Reusing Terms — Search and Integrate Existing Vocabularies

Last updated on 2025-11-11 | Edit this page

Overview

Questions

  • Are the terms I need already defined somewhere else?
  • How can I responsibly reuse existing terms and URIs?
  • What are the benefits of aligning early rather than reinventing?

Objectives

  • Learn how to discover and evaluate existing vocabularies relevant to your domain (e.g., Darwin Core, WoRMS, OBO ontologies).
  • Understand how to reuse URIs and integrate external definitions into your own data dictionary.
  • Practice linking your data elements to authoritative terms where appropriate.

Introduction


Every dataset — whether from your lab, your agency, or another research group — uses terms to describe its contents. Column headers, variable names, and codes all hold meaning, but often those meanings are assumed rather than shared.

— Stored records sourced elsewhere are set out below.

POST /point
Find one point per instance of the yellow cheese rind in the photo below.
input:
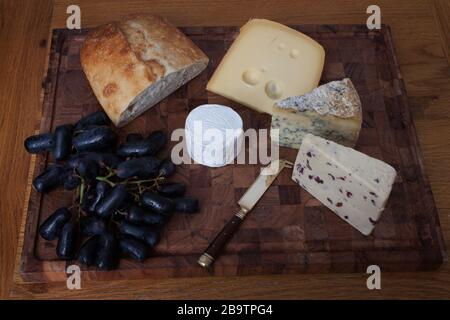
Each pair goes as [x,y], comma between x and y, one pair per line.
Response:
[268,62]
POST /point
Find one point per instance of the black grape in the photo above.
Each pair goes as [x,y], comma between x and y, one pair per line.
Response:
[71,181]
[145,167]
[51,227]
[138,215]
[108,254]
[94,139]
[66,247]
[88,169]
[134,248]
[102,159]
[101,189]
[49,179]
[63,142]
[89,250]
[40,143]
[133,137]
[147,234]
[111,201]
[90,226]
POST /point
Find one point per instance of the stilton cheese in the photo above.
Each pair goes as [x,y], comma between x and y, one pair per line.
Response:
[332,111]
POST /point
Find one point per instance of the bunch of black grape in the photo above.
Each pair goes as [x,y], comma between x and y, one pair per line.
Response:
[122,196]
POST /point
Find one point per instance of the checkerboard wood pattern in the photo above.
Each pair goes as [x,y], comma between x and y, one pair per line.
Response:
[288,231]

When everyone invents their own terms for the same concept (e.g., SmoltCond, ConditionFactor, CF), it becomes difficult to integrate or compare data across projects.

Reusing existing terms — with clear definitions and persistent identifiers (URIs) — makes your data:

  • Easier to share and integrate

  • More interoperable and transparent

  • Aligned with others in your community

  • Future-proof for modeling and ontology building

This session helps you learn where to find existing vocabularies, how to decide what to reuse, and how to incorporate those terms into your own data dictionary.

Callout

🧩 Core Ideas

Term reuse means adopting existing, well-defined concepts instead of inventing new ones.

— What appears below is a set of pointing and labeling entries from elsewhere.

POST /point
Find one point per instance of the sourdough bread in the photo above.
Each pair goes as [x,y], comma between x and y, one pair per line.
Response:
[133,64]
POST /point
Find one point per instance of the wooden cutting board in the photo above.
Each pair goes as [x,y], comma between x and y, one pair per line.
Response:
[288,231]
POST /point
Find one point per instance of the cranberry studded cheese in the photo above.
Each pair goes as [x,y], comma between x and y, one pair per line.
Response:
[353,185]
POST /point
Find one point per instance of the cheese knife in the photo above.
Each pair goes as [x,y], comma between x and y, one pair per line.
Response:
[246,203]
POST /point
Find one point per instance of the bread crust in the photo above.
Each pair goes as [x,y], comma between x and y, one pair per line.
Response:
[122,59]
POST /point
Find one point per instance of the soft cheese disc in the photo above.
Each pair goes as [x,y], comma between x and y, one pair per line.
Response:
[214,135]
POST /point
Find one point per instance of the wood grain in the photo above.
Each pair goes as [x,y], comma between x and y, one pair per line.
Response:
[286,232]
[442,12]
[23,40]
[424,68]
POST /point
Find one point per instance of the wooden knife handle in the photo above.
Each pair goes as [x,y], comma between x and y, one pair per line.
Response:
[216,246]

Each reused term has a URI (Uniform Resource Identifier) that makes it globally recognizable.

Reusing does not mean losing your local context — you can still describe how your project uses a term, while referencing a shared definition.

This is a key first step in making your data “semantic” — meaning it can be understood by both humans and machines.

Discussion

Challenge 1: Find and reuse (30 min)

Goal: Identify existing vocabulary terms that match your own dataset.

Steps:

  1. Select 3–5 column names from your dataset.

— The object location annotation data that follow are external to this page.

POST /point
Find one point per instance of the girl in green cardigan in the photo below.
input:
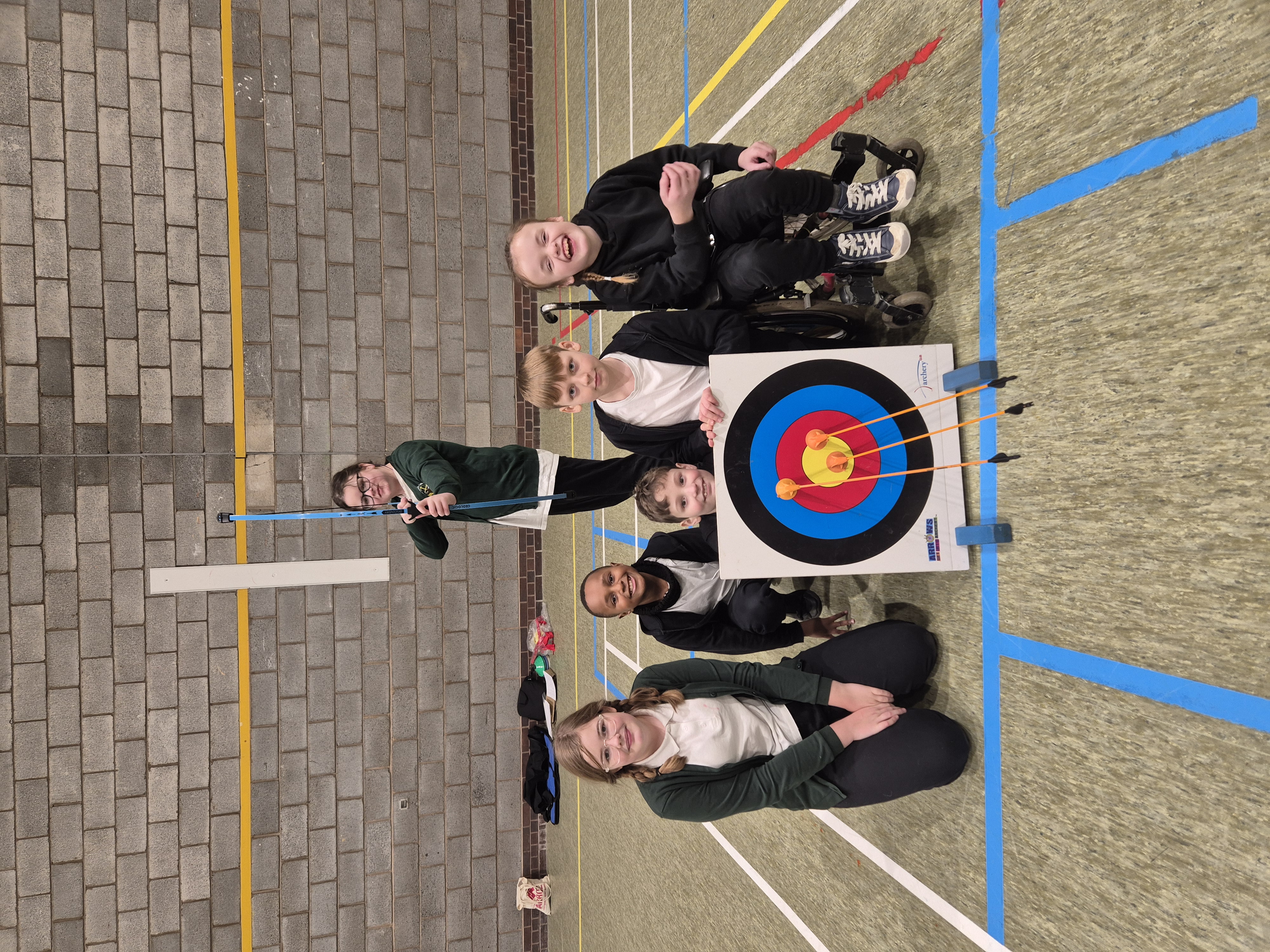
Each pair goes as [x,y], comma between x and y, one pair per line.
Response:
[826,729]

  2. Search for equivalent terms in one or more repositories.

  3. Record matches in the Data Dictionary Template:

  • Your local term
  • External URI
  • Source vocabulary name
  • Notes on whether it’s an exact or close match

Updated data dictionary with at least three reused terms and their URIs.

Learners understand how to find, evaluate, and record external vocabularies.

Key Points
  • Controlled vocabularies capture shared meaning of terms.
  • Reusing existing URIs improves interoperability and credibility.
  • Reuse saves time, avoids duplication, and makes future integration easier.